Design/methodology/approach
– Scores were calculated from the ratings of 17 self-trained novices who rated 96 matched pairs of print advertisements for adherence to evidence-based persuasion principles. Predictions from traditional methods – 10,809 unaided judgments from novices and 2,764 judgments from people with some expertise in advertising and 288 copy-testing predictions – provided benchmarks.
Findings
– A higher adherence-to-principles-score correctly predicted the more effective advertisement for 75 per cent of the pairs. Copy testing was correct for 59 per cent, and expert judgment was correct for 55 per cent. Guessing would provide 50 per cent accurate predictions. Combining judgmental predictions led to substantial improvements in accuracy.

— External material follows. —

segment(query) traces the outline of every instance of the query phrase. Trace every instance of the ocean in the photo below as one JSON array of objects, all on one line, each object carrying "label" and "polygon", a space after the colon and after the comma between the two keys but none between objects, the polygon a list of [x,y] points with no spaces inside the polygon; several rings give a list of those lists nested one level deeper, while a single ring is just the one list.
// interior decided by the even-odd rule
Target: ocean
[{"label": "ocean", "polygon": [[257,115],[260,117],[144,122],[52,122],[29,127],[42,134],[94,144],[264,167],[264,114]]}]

Research limitations/implications
– Advertisements for high-involvement utilitarian products were tested on the assumption that persuasion principles would be more effective for such products. The measure of effectiveness that was available –day-after-recall – is a proxy for persuasion or behavioral measures.
Practical/implications
– Pretesting advertisements by assessing adherence to evidence-based persuasion principles in a structured way helps in deciding which advertisements would be best to run. That procedure also identifies how to make an advertisement more effective.
Originality/value
– This is the first study in marketing, and in advertising specifically, to test the predictive validity of evidence-based principles. In addition, the study provides the first test of the predictive validity of the index method for a marketing problem.